HARRY: (_reaching back a hand for her_) The last lap--is the bad lap. (ADELAIDE _is up, and occupied with getting her breath._)

HARRY: Since you wouldn't come down, Claire, we thought we'd come up.

ADELAIDE: (_as_ CLAIRE _does not greet her_) I'm sorry to intrude, but I have to see you, Claire. There are things to be arranged. (CLAIRE _volunteering nothing about arrangements,_ ADELAIDE _surveys the tower. An unsympathetic eye goes from the curves to the lines which diverge. Then she looks from the window_) Well, at least you have a view.

HARRY: This is the first time you've been up here?

ADELAIDE: Yes, in the five years you've had the house I was never asked up here before.

CLAIRE: (_amiably enough_) You weren't asked up here now.

ADELAIDE: Harry asked me.

CLAIRE: It isn't Harry's tower. But never mind--since you don't like it--it's all right.

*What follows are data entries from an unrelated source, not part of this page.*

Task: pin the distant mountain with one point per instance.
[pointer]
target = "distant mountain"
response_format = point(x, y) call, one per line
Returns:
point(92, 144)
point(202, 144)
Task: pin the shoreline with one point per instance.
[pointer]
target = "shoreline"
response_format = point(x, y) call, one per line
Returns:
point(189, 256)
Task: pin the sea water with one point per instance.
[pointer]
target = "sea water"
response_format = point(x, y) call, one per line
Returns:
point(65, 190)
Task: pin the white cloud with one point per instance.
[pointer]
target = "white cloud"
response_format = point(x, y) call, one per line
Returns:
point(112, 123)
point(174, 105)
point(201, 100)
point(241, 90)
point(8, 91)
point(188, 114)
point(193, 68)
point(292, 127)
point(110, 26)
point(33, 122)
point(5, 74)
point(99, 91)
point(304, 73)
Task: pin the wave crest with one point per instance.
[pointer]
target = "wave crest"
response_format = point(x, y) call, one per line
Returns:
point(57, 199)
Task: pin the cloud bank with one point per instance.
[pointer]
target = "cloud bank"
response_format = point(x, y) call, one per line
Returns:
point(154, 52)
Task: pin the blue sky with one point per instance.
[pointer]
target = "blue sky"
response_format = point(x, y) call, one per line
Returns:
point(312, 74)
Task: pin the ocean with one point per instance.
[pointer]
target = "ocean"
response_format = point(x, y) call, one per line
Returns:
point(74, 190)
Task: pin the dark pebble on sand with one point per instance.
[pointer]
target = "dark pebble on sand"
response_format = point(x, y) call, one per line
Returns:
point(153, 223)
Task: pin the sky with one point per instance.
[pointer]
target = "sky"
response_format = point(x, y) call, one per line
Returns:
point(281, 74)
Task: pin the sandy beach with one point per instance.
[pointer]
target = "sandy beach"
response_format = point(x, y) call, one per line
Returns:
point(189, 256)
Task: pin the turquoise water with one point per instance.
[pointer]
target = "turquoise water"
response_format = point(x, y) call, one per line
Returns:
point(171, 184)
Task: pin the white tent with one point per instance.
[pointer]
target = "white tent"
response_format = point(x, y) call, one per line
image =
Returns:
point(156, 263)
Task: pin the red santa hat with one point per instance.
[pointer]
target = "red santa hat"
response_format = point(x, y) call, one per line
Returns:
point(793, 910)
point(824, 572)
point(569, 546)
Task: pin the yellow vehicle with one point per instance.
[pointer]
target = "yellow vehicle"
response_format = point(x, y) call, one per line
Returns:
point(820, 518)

ADELAIDE: (_her eyes again rebuking the irregularities of the tower_) No, I confess I do not care for it. A round tower should go on being round.

HARRY: Claire calls this the thwarted tower. She bought the house because of it. (_going over and sitting by her, his hand on her ankle_) Didn't you, old girl? She says she'd like to have known the architect.

ADELAIDE: Probably a tiresome person too incompetent to make a perfect tower.

CLAIRE: Well, now he's disposed of, what next?